- Born: July 1941 (age 84) Tehran, Iran
- Occupation: Real estate developer
- Known for: Founder of the Hakim Organization
- Spouse: Ellen Manocherian
- Children: Scott Hakim; Wendy Hakim Jaffe; Catherine Hakim Brodsky;

= Kamran Hakim =

American businessperson (born 1941)

 Kamran Hakim (کامران حکیم; born 1941) is an American multibillionaire real estate businessman of Iranian Jewish descent. He is one of New York City's largest private landlords.

==Biography==
Hakim was born to a Jewish family in Iran and then immigrated to the United States. He founded the Hakim Organization in 1978. He is press shy and typically avoids the limelight.
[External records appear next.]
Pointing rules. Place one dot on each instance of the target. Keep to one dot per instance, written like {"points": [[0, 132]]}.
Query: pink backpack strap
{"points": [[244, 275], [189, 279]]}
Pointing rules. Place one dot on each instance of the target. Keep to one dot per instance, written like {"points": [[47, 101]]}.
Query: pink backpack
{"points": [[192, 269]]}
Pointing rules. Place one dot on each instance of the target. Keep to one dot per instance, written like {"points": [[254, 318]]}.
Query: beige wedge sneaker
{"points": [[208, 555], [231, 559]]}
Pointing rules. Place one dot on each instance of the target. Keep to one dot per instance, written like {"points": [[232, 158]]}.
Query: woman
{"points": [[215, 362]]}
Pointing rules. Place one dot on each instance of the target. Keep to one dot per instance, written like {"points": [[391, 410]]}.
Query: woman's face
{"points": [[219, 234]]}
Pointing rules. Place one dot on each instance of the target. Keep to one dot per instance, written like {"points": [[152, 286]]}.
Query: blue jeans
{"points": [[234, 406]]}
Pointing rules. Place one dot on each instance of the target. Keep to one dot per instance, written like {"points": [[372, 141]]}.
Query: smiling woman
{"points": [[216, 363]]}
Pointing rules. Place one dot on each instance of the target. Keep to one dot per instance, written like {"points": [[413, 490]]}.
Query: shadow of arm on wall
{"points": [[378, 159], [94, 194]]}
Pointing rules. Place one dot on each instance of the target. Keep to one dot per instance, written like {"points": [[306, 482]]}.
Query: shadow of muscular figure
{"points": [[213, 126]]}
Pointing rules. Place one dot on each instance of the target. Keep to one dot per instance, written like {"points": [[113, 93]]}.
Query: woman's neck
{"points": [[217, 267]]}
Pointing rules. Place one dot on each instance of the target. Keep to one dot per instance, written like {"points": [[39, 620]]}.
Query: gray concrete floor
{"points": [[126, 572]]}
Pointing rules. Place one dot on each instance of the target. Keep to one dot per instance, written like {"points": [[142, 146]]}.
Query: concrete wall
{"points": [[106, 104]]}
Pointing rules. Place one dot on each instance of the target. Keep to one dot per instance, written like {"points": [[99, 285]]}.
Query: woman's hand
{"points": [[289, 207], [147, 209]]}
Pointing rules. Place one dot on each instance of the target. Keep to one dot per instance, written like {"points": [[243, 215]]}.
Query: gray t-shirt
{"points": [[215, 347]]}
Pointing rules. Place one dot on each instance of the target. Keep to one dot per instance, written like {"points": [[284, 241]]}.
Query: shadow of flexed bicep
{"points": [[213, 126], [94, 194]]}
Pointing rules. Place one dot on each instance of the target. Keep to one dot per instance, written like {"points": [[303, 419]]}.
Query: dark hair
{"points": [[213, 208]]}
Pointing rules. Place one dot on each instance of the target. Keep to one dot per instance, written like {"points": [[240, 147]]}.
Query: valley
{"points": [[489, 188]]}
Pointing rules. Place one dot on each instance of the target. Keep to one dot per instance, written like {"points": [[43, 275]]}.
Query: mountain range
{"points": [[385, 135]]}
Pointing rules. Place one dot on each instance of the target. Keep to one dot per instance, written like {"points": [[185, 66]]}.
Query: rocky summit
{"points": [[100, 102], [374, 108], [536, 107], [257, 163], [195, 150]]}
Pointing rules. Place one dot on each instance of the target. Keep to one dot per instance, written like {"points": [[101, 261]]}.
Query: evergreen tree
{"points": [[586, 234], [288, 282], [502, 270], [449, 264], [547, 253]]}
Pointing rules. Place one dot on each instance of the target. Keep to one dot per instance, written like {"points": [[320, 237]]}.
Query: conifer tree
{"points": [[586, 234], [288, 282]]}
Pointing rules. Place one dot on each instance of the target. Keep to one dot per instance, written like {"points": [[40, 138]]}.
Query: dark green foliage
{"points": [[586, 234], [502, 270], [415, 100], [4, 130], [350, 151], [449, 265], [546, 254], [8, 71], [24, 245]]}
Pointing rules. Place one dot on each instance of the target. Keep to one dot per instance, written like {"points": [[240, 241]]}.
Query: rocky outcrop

Hakim owns a portfolio of over 200 buildings worth in excess of $7.0 billion with a concentration on New York City's Upper West Side and Upper East Side. Hakim's focus is to purchase rent-stabilized buildings that need infrastructure investment, make the necessary capital improvements, and then transition them to the market rate. He also owns 3,000 market-rate multifamily rental units in Los Angeles.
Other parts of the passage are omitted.